The low incidence of postoperative in-hospital death resulted in a clinically irrelevant low PPV for the prediction of mortality. For the prediction of a major complication, the PPV values were homogenous for the majority of the POSPOM cutoff value groups, which resulted in poor differentiation for the prediction of a major complication. The highest PPV of 20% was found for the POSPOM cutoff value of 38 points. Nevertheless, because of the low number of patients in this subgroup, the use of this cutoff value to distinguish patients at higher risk will not be of added value in clinical practice.

Our study was limited by the low absolute number of deaths which negatively influences the quality of the validation of the POSPOM score in this cohort. Validation of the POSPOM score in a population with a higher a priori chance of a complicated postoperative course may have led to different results. As described in the method section, unavoidable modifications of the surgical classification were made which may have influenced the calculation of the final POSPOM score.
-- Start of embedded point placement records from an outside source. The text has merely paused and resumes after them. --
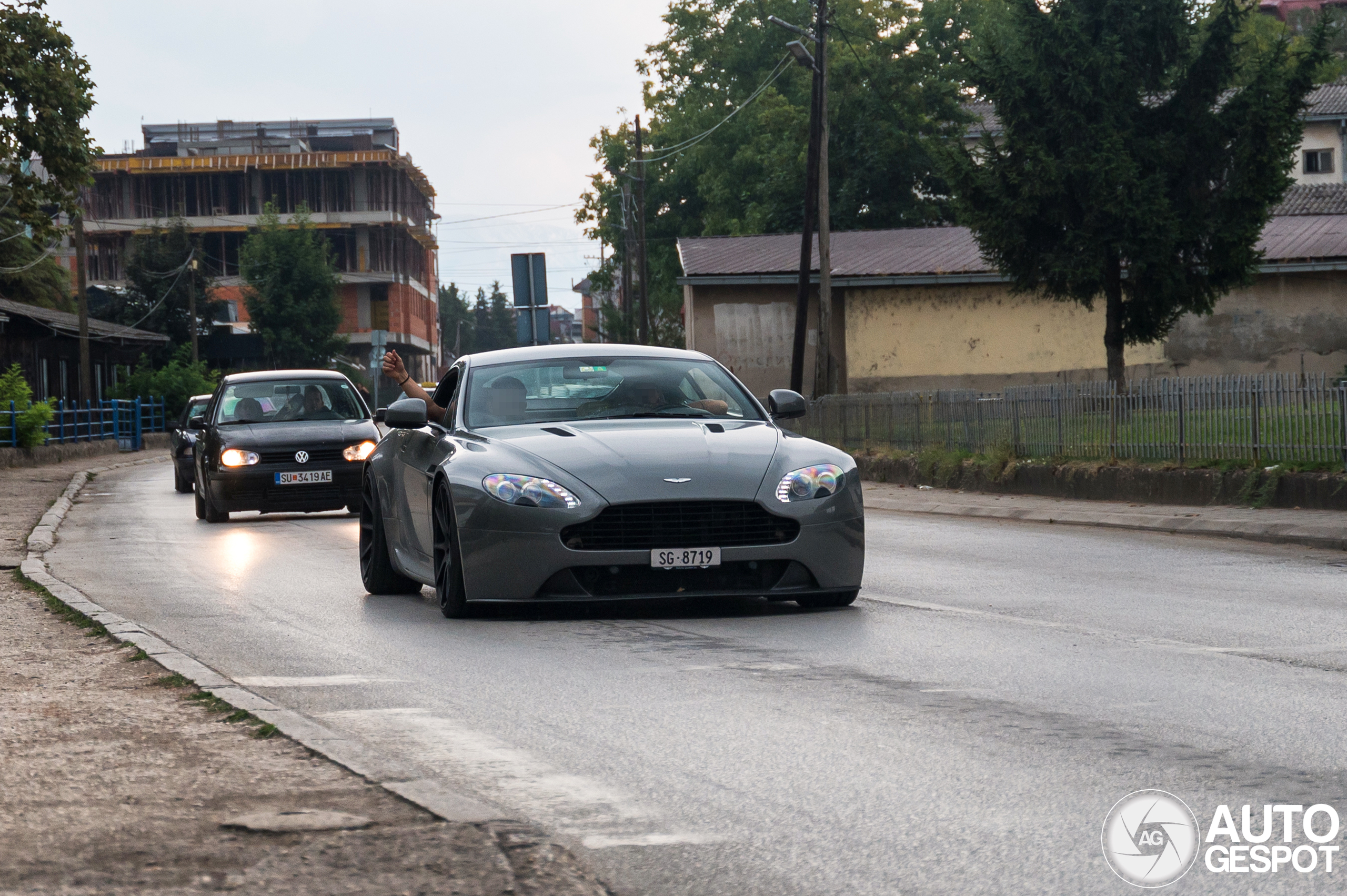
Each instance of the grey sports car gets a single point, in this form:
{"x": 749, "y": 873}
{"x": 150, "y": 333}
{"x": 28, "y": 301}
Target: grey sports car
{"x": 607, "y": 472}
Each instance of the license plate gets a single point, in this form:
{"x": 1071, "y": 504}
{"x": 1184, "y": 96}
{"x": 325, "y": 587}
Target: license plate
{"x": 678, "y": 558}
{"x": 301, "y": 479}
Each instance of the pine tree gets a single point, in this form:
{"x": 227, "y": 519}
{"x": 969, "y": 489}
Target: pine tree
{"x": 1141, "y": 150}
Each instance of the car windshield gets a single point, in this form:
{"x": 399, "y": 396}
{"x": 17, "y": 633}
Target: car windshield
{"x": 194, "y": 409}
{"x": 607, "y": 388}
{"x": 283, "y": 400}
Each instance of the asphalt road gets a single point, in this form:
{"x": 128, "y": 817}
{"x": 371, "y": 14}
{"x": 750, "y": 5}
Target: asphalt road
{"x": 963, "y": 729}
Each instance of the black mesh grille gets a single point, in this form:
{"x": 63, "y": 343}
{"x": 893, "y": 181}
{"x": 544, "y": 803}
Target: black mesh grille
{"x": 316, "y": 456}
{"x": 643, "y": 527}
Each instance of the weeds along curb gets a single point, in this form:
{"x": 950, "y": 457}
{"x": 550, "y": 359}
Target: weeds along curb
{"x": 222, "y": 694}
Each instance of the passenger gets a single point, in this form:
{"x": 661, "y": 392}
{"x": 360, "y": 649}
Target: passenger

In addition, cardiac and orthopedic trauma patients were absent in our cohort. Strengths of the TRACE control cohort are its prospective and multicenter design, large size and heterogeneous surgery patient group.

In our study cohort the performance of the POSPOM score to predict in-hospital mortality and complications was poor. In a population with a higher a priori chance of a complicated postoperative hospital stay, using POSPOM as a standardized risk assessment tool may be of added value. However, despite all the risk models that have been developed in the last couple of decades, there is a lack of evidence with regard to the clinical consequences of a higher predicted risk of in-hospital death or complications. The role of these risk models in clinical practice has still to be determined. Besides, because of the low mortality rates in current European healthcare, it may be more interesting to focus on the prediction of complications and relevant outcomes which lead to disability instead of mortality.

Conclusion

In this study POSPOM showed strong discrimination for the prediction of in-hospital mortality, however the calibration of POSPOM was poor. In addition, for the prediction of complications the performance of POSPOM was poor. This limits the use of the risk score in clinical practice.